Mutuários vão insistir na cassação de Milton Dota Jr.

Gilmar Dias
| Tempo de leitura: 2 min

O presidente da Associação dos Mutuários do Núcleo Habitacional Mary Dota, Paulo Roberto Ferreira, informou ontem que vai protocolar de novo na Câmara Municipal um pedido de cassação do mandato do vereador Milton Dota Jr. (PTB).

Na semana passada, a entidade protocolou pedido nesse sentido, indeferido pelo consultor jurídico do Legislativo, João Batista Porto. Ele argumentou que os fatos elencados pela associação foram registrados anteriormente à eleição do petebista à Câmara.

O parlamentar, que também é advogado, é acusado de abandonar processos de mais de 600 mutuários logo após se eleger ao Legislativo.

Porto também alegou que o pedido deve ser feito por eleitores. “Respeito a opinião do consultor, mas é preciso lembrá-lo de que as conseqüências do abandono das ações estão ocorrendo agora”, explica.
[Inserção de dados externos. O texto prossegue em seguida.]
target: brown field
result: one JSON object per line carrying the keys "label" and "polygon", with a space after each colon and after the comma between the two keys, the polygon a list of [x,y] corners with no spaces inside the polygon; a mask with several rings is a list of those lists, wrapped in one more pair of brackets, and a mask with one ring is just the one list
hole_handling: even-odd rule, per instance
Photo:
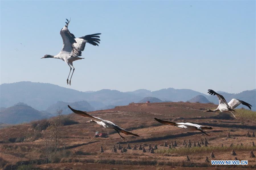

Ferreira diz que nos próximos dias vai novamente protocolar um novo pedido de cassação, desta vez em nome dos mutuários e na condição de eleitores.

Representação nesse sentido também foi protocolada na Promotoria de Justiça de Defesa da Cidadania, que ainda não se manifestou sobre o caso.

O presidente da Associação de Mutuários do Núcleo Habitacional Mary Dota garante que o pedido de cassação de Dota Jr. não está relacionado a nenhum ato de intimidação provocado pelo Palácio das Cerejeiras.

O vereador acusa Ferreira de ser “instrumento de intimidação” por parte da administração municipal pelo fato de ter sido o autor do pedido de instalação da Comissão Especial de Inquérito (CEI) do viaduto.

“As coisas têm que ser separadas. Esse pedido de cassação não tem nada a ver com a CEI do viaduto. Nós denunciamos o Dota Jr. há mais de dois anos. Não é coisa recente”, afirma.

Ele conta que na época o vereador não se dispôs nem mesmo a debater o problema com os mutuários para propor uma alternativa viável ao acompanhamento das ações impetradas na Justiça que pedem a redução das mensalidades da casa própria.

“Ele simplesmente virou as costas. Como pode um homem público prejudicar tantas pessoas de uma só vez e ficar impune?”, questiona.